WEEKLY STOCK MARKET TECHNICAL FORECAST – TALKING POINTS
- The Dow Jones Industrial Average and FTSE 100 equity indices enjoyed healthy advances this past week, gaining 1.38 percent and 1.58 percent respectively
- Stocks will likely turn to US-China Trade War progress in addition to the latest Brexit developments next week as these risks could serve as potential catalysts for a breakout – or breakdown – from recent technical levels
- Looking to expand your trading knowledge? Check out How to Day Trade the Dow Jones
Major equity indices like the Dow Jones and FTSE 100 both gained over 1 percent this past week as stocks across the world enjoyed a risk-on rebound from the prior week’s minor pullback. Despite shaky fundamentals that pose lingering risks, however, it appears that the technical outlook for equities may continue to improve.
DOW JONES PRICE CHART OUTLOOK: DAILY TIME FRAME (OCTOBER 12, 2018 TO MARCH 29, 2019) (CHART 1)
The Dow Jones Industrial Average looks like it is gearing up for another push higher. The US equity index comprised of the largest 30 domestic companies rose back above major confluence around the 78.6 percent Fibonacci retracement line drawn from the respective high and low in October and December of last year.

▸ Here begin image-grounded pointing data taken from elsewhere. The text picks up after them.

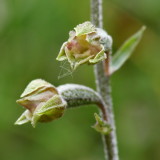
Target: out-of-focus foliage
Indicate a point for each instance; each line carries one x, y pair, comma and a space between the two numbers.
31, 34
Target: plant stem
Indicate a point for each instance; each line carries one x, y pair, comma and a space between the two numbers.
104, 88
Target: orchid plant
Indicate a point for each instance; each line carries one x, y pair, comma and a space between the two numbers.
88, 43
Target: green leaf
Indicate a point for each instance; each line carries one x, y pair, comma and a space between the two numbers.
125, 51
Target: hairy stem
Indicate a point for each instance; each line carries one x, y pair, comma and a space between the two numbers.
77, 95
104, 89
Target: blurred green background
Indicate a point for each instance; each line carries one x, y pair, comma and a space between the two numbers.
31, 33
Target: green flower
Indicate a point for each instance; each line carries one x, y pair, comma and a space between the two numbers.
86, 44
42, 102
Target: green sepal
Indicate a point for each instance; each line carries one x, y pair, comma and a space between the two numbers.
125, 51
62, 56
84, 28
34, 86
24, 118
51, 110
101, 126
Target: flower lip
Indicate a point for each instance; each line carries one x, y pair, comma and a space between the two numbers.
42, 101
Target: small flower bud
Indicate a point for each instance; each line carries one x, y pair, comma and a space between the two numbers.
42, 102
86, 44
101, 125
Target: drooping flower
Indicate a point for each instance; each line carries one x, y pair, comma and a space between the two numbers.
42, 102
86, 44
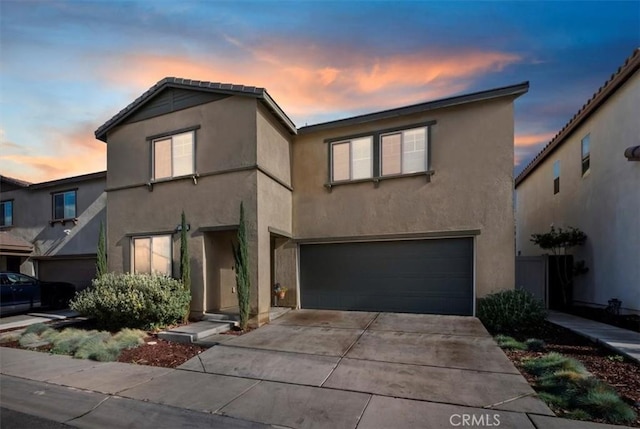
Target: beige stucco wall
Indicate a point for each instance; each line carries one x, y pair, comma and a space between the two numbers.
472, 188
32, 213
234, 134
605, 203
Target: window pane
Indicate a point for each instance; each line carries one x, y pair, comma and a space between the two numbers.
361, 163
340, 161
70, 205
414, 152
183, 154
391, 150
142, 255
585, 146
58, 206
162, 159
161, 255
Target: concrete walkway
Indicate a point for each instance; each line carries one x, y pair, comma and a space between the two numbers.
623, 341
309, 369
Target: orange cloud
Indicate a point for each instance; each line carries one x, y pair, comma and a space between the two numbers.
72, 152
522, 140
308, 81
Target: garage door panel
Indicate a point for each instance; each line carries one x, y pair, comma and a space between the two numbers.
419, 276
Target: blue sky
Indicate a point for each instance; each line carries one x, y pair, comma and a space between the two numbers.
67, 67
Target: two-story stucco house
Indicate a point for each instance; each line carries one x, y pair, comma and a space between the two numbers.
50, 229
588, 177
409, 209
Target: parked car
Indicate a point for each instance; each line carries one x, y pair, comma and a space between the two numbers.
20, 292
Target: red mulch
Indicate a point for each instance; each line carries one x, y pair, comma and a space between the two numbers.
157, 352
624, 376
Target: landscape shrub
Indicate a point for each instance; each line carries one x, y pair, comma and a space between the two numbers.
133, 301
511, 312
82, 344
565, 384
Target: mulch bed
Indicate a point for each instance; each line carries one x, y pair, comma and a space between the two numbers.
623, 375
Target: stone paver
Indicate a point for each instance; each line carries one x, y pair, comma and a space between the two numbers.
384, 412
429, 324
452, 351
312, 340
327, 319
210, 392
623, 341
298, 406
111, 377
454, 386
286, 367
46, 400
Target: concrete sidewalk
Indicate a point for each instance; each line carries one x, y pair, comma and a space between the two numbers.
623, 341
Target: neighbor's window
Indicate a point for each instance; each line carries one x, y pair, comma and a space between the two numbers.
404, 152
556, 177
152, 255
64, 205
586, 153
352, 159
173, 156
6, 213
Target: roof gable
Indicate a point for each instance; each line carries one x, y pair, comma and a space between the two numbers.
187, 93
615, 82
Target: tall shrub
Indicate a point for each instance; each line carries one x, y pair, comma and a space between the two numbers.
240, 253
185, 266
101, 263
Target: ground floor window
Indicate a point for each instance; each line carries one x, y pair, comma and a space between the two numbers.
152, 255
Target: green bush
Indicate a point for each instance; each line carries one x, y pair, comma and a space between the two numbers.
511, 312
133, 301
509, 343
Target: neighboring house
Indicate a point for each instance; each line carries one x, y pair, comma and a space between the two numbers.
50, 230
409, 209
588, 177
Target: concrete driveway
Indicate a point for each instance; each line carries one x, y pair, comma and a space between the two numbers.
314, 368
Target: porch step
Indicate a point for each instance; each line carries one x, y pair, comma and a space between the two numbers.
195, 331
234, 319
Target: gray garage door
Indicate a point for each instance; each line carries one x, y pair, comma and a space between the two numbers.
413, 276
80, 272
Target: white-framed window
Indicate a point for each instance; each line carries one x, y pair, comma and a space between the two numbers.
173, 156
585, 150
556, 177
6, 213
352, 159
152, 255
64, 205
403, 152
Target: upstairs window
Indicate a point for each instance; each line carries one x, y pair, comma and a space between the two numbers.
64, 205
404, 152
152, 255
6, 213
173, 156
586, 153
556, 177
352, 159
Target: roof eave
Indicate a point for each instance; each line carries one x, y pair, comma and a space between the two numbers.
624, 73
507, 91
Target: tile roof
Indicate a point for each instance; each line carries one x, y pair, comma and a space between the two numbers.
617, 79
217, 87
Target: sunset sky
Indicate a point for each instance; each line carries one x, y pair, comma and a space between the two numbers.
67, 67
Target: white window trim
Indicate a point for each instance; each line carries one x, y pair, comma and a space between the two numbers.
151, 237
350, 143
401, 133
153, 156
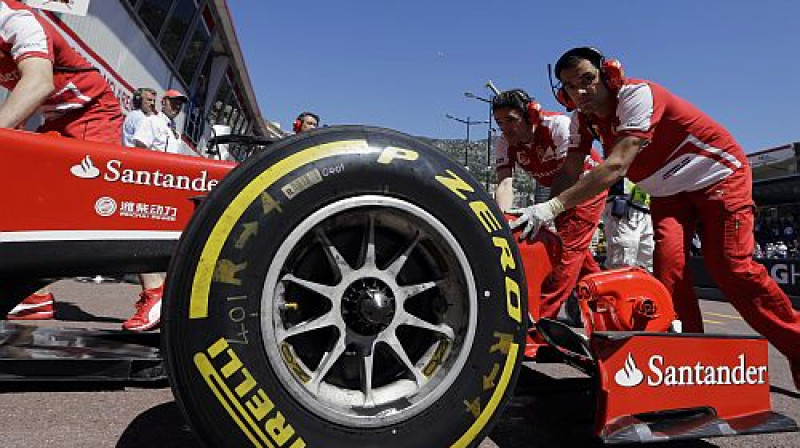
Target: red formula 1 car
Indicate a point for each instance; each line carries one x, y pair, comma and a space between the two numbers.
353, 286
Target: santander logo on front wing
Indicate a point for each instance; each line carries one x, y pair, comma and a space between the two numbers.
661, 372
115, 171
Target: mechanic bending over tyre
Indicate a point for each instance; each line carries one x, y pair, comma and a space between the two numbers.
698, 178
627, 226
44, 74
536, 141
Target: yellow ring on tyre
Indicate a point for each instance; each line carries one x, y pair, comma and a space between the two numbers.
201, 285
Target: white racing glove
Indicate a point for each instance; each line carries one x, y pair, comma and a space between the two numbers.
535, 216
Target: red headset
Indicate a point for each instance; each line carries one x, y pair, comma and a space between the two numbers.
297, 126
611, 72
519, 99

Moreover, DJIA was able to reclaim its 20-day simple moving average this week which could further support additional upside over the near-term. Although the longer-term downtrend extended from the Dow’s high in October 2018 as well as February and March 2019 might serve as resistance and squeeze the index lower, bullish sentiment looks to outweigh this headwind.
Looking for a fundamental perspective on equity? Check out the Weekly Equity Fundamental Forecast.
FTSE 100 PRICE CHART OUTLOOK: DAILY TIME FRAME (SEPTEMBER 12, 2018 TO MARCH 29, 2019) (CHART 2)
The FTSE 100 rests at a precarious level amid the latest Brexit developments which have largely clouded UK outlook. Despite the British equity index’s strong rally so far this year, it appears that gains could be at risk. With the FTSE 100 now sitting between the 61.8 percent and 78.6 percent Fibonacci retracement levels, the British stock market barometer could come under pressure despite the strong rally enjoyed so far this year.
Although the FTSE 100’s recent series of higher highs and higher lows has formed a clear upward trend, prices could come under pressure from the longer-term downtrend formed by the lower highs made in September 2018 and March 2019. That being said, the index has potential to gravitate lower towards support near the 61.8 percent Fibonacci retracement and upward sloping trendline.